There are quite a few solutions to this.
- Have your service proxy classes implement your own interface to expose the methods, and then simply use reflection to build a type.
- Wrap both services in another class that exposes the methods and has a reference to both services, then simply provide a switching argument to determine which to use.
- Abstract the use of a service via your own interface and have classes coded against each service explicitly (see below).
Or if you want to play with dynamic and duck typing, this seemed to work:
namespace ConsoleApplication42
{
class Program
{
static void Main(string[] args)
{
Type t1 = Type.GetType("ProviderOne.AuthService");
dynamic service = Activator.CreateInstance(t1);
Console.WriteLine(service.GetUsername());
Type t2 = Type.GetType("ProviderTwo.AuthService");
service = Activator.CreateInstance(t2);
Console.WriteLine(service.GetUsername());
Console.Read();
}
}
}
namespace ProviderOne
{
public class AuthService
{
public string GetUsername()
{
return "Adam";
}
}
}
namespace ProviderTwo
{
public class AuthService
{
public string GetUsername()
{
return "Houldsworth";
}
}
}
Bear in mind they all hinge on both services having the same signature.

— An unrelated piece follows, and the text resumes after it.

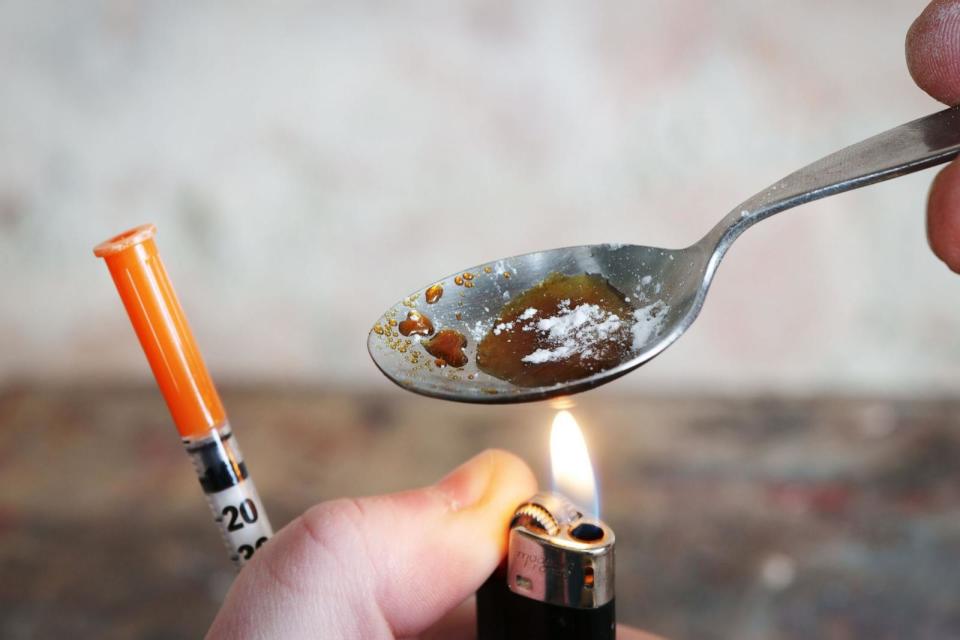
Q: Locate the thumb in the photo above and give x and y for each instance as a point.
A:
(379, 567)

As for the other services in future, it really depends. I've never really encountered a need to dynamically switch from one service to another to get slightly different behaviour in achieving the same thing.

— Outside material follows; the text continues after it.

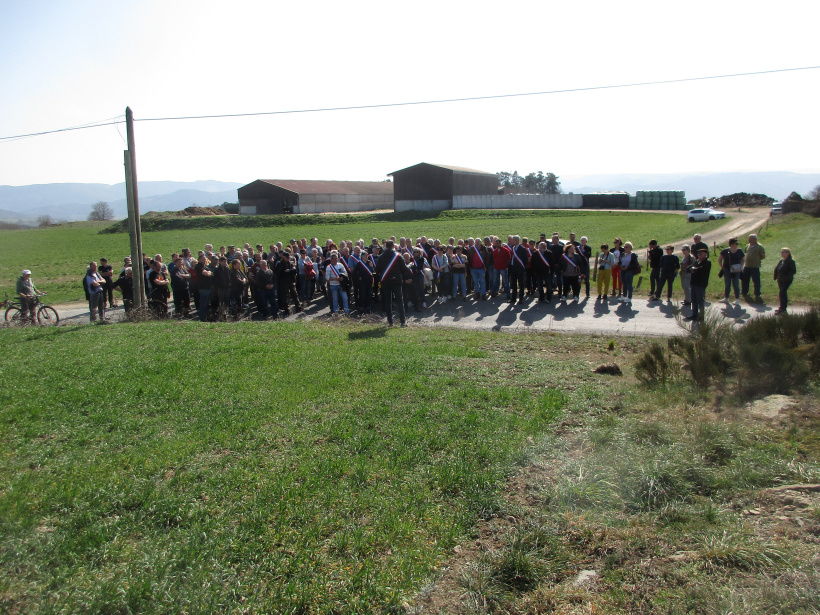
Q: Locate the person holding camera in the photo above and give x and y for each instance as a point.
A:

Perhaps this should be driven from your app's side? Instead of a service being chosen to suit, simply implement two versions of the class that has this changing behaviour - put a common interface on it, and decide which of your classes to use at runtime. The class itself will then be coded directly against one of the services.
interface IGetUsername
{
string GetUsername();
}
class UsernameViaProviderOne : IGetUsername
{
public string GetUsername()
{
return new ProviderOne.AuthService().GetUsername();
}
}
class UsernameViaProviderTwo : IGetUsername
{
public string GetUsername()
{
return new ProviderTwo.AuthService().GetUsername();
}
}
Then the decision is firmly in your client code and removes the need for reflection/dynamic typing:
IGetUsername usernameProvider = null;
if (UseProviderOne)
usernameProvider = new UsernameViaProviderOne();
...
To labour the point, you could always get very SOA and create yet another service that your app talks to that aggregates the other two services. Then at least your client code doesn't see the huge number of different services and talks to just one.